Nella Manovra ci sono comunque dei tentativi per incentivare l’apprendistato: viene riconosciuto lo sconto, per un massimo di 12 mesi, in caso di conversione a tempo indeterminato ed è riconosciuto l’esonero totale (al 100%, invece che al 50%) nel caso di assunzione in pianta stabile di ragazzi che hanno svolto presso il datore alternanza scuola-lavoro per almeno il 30% del totale delle ore previste, o periodi di apprendistato di primo o di terzo livello (pochissimi i contratti finora siglati, 7.942 in media all’anno per il primo livello e 840 per il terzo livello). Quest’ultima misura prende il posto del “bonus alternanza” previsto dalla Manovra 2017.

«Anche se non si può parlare di svolta – commenta Carlo Dell’Aringa, economista del lavoro e deputato Pd – la direzione è quella giusta. Il budget 2018 per l’esonero è comunque ben più basso rispetto a quello della decontribuzione del 2015. Si potrebbero perlomeno investire più risorse per le politiche giovanili, dall’apprendistato duale all’alternanza scuola-lavoro, fino agli Istituti tecnici superiori».

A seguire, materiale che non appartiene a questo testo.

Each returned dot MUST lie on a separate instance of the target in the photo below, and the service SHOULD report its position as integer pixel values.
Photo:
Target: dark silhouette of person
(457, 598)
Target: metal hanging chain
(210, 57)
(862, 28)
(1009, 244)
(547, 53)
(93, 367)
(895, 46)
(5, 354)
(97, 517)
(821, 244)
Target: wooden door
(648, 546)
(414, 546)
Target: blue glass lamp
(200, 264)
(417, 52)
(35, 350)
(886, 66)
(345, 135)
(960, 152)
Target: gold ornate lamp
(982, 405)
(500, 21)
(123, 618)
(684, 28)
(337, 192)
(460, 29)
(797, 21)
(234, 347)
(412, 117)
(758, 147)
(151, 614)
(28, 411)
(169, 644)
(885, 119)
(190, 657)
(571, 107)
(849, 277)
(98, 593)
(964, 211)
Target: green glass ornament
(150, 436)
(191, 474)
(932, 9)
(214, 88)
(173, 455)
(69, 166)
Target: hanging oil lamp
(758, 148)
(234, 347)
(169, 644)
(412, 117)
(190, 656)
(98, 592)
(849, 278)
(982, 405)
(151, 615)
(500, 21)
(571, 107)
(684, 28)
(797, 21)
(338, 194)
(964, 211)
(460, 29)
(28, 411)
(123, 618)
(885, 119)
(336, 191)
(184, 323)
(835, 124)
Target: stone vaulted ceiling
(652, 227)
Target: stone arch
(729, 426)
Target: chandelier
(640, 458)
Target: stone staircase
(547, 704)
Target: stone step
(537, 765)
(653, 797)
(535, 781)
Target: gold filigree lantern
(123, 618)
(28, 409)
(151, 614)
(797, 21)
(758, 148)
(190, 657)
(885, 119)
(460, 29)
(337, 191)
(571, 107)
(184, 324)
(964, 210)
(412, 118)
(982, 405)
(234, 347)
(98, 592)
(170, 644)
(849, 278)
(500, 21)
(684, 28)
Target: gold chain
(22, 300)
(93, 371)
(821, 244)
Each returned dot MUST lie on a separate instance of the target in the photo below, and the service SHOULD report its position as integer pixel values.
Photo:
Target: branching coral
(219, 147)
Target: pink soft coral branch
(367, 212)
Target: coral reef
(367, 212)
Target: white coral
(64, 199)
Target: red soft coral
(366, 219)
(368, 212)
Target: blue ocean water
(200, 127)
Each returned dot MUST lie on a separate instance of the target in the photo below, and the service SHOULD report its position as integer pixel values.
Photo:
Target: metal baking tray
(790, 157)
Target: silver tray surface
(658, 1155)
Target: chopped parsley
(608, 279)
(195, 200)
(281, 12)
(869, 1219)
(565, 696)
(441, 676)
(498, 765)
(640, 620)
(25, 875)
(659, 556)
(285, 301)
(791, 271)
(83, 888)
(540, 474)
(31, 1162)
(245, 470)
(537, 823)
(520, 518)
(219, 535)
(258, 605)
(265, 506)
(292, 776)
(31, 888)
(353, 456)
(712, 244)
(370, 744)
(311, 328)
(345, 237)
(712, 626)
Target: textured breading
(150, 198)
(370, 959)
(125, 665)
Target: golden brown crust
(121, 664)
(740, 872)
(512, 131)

Tra gli incentivi che dovrebbero proseguire nel 2018 anche due misure gestite dall’Anpal: il bonus Neet per chi recluta ragazzi iscritti al programma Garanzia giovani (46.763 domande confermate al 30 settembre) e il bonus Sud per l’assunzione di giovani e disoccupati nelle regioni meridionali (93.401 domande confermate, di cui 33.342 per under 30). «Dovremmo riuscire a stanziare per l’anno prossimo circa 500 milioni - conclude Del Conte - grazie alle risorse del Pon Spao (200 milioni) e di altri fondi europei (300 milioni). Questo permetterà di arrivare nel 2018 a una decontribuzione totale, per i destinatari dei due bonus, pari al 100% (il 50% dei due bonus più il 50% della legge di Bilancio)».

Considerando l’esempio di un impiegato di secondo livello con stipendio lordo di 1.497 euro, rispetto al costo pieno di 1.937 euro, il datore di lavoro pagherà 1.717 euro per 36 mesi grazie all’esonero previsto dalla Manovra, che potrebbe scendere a 1.497 euro “sommando” il bonus Neet o l’agevolazione per il Sud, ma solo nei primi 12 mesi.